Reflection to Moby Dick There go two daft ones now, ’ muttered the old Manxman. ‘One daft with strength, the other daft with weakness. But here’s the end of the rotten line—all dripping, too (Melville, 952). Life has a way of making people equal, regardless of their strengths or weaknesses in different aspects of life. One person might be poor and the other one might be rich, but all of them are balanced by the fact that they can neither guarantee their tomorrow nor attain absolute happiness. Everyone must always have a concern, no matter the affluence of the poverty that such a person dwells in.
I have observed that there are different ways of making fun and enjoying happiness, but one thing that no one can be able to devise is the method of creating happiness in its absoluteness, such that one can live a life that is free from all concerns, needs or wants. Every day that humans wake up, they wake up to solve some issues, concerns problems or needs. The reason we go to school is because we want to attain knowledge and have a better future through accessing good jobs.
The reasons the lecturers and instructors teach is because they need to impart knowledge to students and also to earn a living out of it. If we wake up one day and decide to sit and enjoy the breeze of the wind and the sand on the beaches, there will be a moment of thought and even concern regarding how life would be fun if we lived it by the beach without work, need for money and other basic human needs.
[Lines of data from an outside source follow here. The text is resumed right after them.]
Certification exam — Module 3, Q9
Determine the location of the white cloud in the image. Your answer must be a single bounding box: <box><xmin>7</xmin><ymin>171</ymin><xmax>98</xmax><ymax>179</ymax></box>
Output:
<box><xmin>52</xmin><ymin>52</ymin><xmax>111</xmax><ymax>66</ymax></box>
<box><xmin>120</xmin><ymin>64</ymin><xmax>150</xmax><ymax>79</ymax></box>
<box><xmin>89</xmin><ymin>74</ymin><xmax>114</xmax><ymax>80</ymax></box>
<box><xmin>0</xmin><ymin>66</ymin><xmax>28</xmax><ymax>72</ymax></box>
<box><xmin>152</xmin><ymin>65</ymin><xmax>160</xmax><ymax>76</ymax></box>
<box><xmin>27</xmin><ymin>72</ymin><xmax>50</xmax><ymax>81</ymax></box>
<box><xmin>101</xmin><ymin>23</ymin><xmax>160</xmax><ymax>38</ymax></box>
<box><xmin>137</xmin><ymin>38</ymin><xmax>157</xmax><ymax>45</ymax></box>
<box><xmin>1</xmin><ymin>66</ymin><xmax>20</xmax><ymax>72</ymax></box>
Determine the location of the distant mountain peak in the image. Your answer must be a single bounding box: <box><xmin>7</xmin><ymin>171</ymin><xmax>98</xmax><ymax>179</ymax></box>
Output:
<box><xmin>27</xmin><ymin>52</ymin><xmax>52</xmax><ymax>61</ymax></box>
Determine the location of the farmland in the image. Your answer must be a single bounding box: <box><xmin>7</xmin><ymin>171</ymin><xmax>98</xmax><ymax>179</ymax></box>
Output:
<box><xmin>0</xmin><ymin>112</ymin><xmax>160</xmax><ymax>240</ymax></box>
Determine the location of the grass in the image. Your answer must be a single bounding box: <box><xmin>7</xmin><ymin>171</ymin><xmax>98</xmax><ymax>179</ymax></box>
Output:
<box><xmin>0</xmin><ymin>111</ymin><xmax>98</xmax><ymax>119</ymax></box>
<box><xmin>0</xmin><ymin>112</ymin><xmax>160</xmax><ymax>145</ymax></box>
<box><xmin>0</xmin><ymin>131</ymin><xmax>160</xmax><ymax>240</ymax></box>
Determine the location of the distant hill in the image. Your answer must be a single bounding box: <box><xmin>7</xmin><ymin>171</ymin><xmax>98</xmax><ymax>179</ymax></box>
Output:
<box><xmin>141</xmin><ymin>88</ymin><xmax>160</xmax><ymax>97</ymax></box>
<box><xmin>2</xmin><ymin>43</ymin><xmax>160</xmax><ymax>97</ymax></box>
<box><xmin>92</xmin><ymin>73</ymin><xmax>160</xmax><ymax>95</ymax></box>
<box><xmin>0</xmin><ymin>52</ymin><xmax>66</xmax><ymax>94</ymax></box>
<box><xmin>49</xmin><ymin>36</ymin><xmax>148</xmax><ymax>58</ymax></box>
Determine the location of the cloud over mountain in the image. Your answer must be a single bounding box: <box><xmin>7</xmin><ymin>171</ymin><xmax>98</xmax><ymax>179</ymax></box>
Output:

Therefore, as the strong daft and the weak daft in the quote above have the same destiny in that both ends up dripping, so does human life make all people equal; in that they cannot attain absolute happiness. With books the same. The truest of all men was the Man of Sorrows, and the truest of all books is Solomon’s, and Ecclesiastes is the fine hammered steel of woe. ‘All is vanity. ’ ALL (784). I find it true that there is wisdom in sorrow than there is in happiness.
Sorrow takes the heart deeper into reflection, and the results of the reflection are more insightful and full of knowledge than there ever is in happiness. Happiness is a state of the mind that rids the body of any thoughts or concerns, and instead replaces the same with folly and the attitude of “don’t care”, which in the end might see people entering into trouble and regrets. Throughout life, there is no time I ever made a decision and then regret it, if I was not in the mood of happiness.
The decisions that have positively impacted life are those that people make when they are sorrowful, disturbed or deeply reflecting upon certain occurrences in their lives or surrounding. Let us for example consider the process of writing the book of Ecclesiastes by King Solomon. It must have been written as a result of intense thought sessions that were definitely not characterized by happiness, but by the mere attempt to understand happiness. Solomon first discovered that there was no absolute happiness in the life of man, since either way there shall always be a cause for concern.
Anybody engraved with happiness and the more pursuit of it would have never got an opportunity to make such insightful observation of life, since happiness blinds people from the reality of life, and instead causes them to live as though life has no problems. The effect is that virtually no wisdom would then come with happiness. But savages are strange beings; at times you do not know exactly how to take them. At first they are overawing; their calm self collectedness of simplicity seems a Socratic wisdom (110). Simplicity is a concept that is a little hard to understand, since with simplicity, comes the aspect of wisdom that is neither displayed nor hidden.
The wisdom of those who are bold, sophisticated and civilized is openly seen in their mannerisms, but the wisdom of those who are considered to be savages is highly complex to put a finger at. The wisdom of Mahtama Gandhi is one that has always amused me, owing to the fact that he was a man of simplicity with advocacy methods that seemed to be less civilized and at times considered to be primitive and inconsequential, but the outcome has taught the world a lesson about non-violent means of advocacy.
It is through the simplicity of Mahtama Gandhi that I am able to understand that holding diverse opinion regarding different issues does not mean lack of friendship, for any form of friendship that seeks an agreement on all matters in not true friendship. The simplicity displayed by Mahtama Gandhi while advocating for independence of India could be regarded as savagery or cowardice, since he advocated for the adoption of very unconventional means of noncooperation, yet the situation demanded that the people take up arms and fight against the colonial oppression.
Simplicity instead demands that one does not show feelings to the extremes, whether of hate or love, but that one may maintain calmness under such circumstances. It is this form of wisdom that is difficult to understand, and resonates well with the quote above. Works CitedMelville, Herman. Moby Dick. Planet PDF E-Books, 2001. 1-1047. Print.